Senior Sergeant David Kuchenmeister from the Major Crash Section gave testimony about data that had been extracted from the car that was driven by the teenager.
He said the vehicle’s speed “remained relatively constant” in the seconds before the crash, meaning it was “entirely plausible” the car was in cruise control.
The court heard the brake pedal was pressed in the 0.7 seconds before the collision.
Senior sergeant Kuchenmeister told the court tyre marks from the scene indicated the teenager had been driving on the wrong side of the road, and the cars were attempting to swerve away from each other.
The court also heard from paediatrician Dr Daham De Silva, who consulted with the boy from September 2017 to help the teenager manage his autism spectrum disorder, Tourette syndrome and attention-deficit hyperactivity disorder (ADHD) diagnoses.
Dr De Silva prescribed the medication Vyvanse to the boy in February 2020.
He said the medication “reduces distractibility” and “increases concentration” and had been successful in achieving that in the boy.
The court heard Dr De Silva was not aware the teenager stopped taking the medication in May 2020.
The boy’s aunt, who was in the car during the accident, also gave testimony.

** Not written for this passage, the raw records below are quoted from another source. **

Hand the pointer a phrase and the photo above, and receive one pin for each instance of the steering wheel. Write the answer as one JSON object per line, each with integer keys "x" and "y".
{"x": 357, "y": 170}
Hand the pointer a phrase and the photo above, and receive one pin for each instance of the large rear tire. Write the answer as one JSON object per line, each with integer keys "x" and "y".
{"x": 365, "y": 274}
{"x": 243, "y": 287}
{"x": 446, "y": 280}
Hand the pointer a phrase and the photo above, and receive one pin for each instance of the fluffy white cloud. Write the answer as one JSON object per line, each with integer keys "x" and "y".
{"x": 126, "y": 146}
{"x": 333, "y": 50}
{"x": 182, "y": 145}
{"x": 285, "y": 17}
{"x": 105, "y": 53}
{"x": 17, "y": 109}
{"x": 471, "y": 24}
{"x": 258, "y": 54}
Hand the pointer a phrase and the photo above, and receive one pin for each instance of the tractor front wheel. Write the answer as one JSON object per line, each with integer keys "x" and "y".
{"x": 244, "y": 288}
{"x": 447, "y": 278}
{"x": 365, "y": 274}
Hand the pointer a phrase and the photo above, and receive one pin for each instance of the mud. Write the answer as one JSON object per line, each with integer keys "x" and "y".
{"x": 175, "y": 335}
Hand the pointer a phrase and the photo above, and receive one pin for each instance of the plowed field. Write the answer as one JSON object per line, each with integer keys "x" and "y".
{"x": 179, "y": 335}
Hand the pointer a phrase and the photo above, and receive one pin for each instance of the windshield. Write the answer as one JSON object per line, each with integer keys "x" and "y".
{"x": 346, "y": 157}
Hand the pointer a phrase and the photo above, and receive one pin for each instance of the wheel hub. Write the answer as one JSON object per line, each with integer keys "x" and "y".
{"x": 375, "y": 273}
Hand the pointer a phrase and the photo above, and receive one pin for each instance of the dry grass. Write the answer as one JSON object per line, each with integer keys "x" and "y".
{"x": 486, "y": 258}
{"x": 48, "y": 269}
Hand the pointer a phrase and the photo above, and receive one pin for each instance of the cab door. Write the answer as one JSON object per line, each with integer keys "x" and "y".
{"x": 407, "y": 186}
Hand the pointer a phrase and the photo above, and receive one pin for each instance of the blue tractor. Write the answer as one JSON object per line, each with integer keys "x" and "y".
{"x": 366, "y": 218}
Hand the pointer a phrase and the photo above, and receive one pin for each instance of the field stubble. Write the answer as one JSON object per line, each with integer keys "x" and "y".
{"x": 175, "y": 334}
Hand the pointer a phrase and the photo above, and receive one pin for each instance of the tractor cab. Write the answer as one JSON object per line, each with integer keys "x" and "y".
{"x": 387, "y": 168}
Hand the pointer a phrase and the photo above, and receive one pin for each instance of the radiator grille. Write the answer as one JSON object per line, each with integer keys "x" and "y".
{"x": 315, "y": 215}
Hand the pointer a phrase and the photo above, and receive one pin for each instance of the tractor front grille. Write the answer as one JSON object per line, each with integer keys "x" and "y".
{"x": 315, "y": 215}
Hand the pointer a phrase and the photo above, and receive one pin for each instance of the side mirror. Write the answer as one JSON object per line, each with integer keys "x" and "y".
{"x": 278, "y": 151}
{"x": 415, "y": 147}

She told the court it was the oncoming car, driven by Nan Walker, that was on the wrong side of the road.
She said “it happened so fast” and she “didn’t see them [the oncoming car] until they were there”.
Sole witness for the defence, crash reconstructionist Chris Hall, told the court the evidence on the roadway did not match up with the report conclusions from Senior Sergeant Kuchenmeister.
Mr Hall said some of the tyre marks in Senior Sergeant Kuchenmeister’s report did not exist, and others were not related to the crash.
He said modelling on a different program showed the teenager was driving either parallel to the highway’s centre line, or on the correct side of the road.
The matter returns to court next Thursday.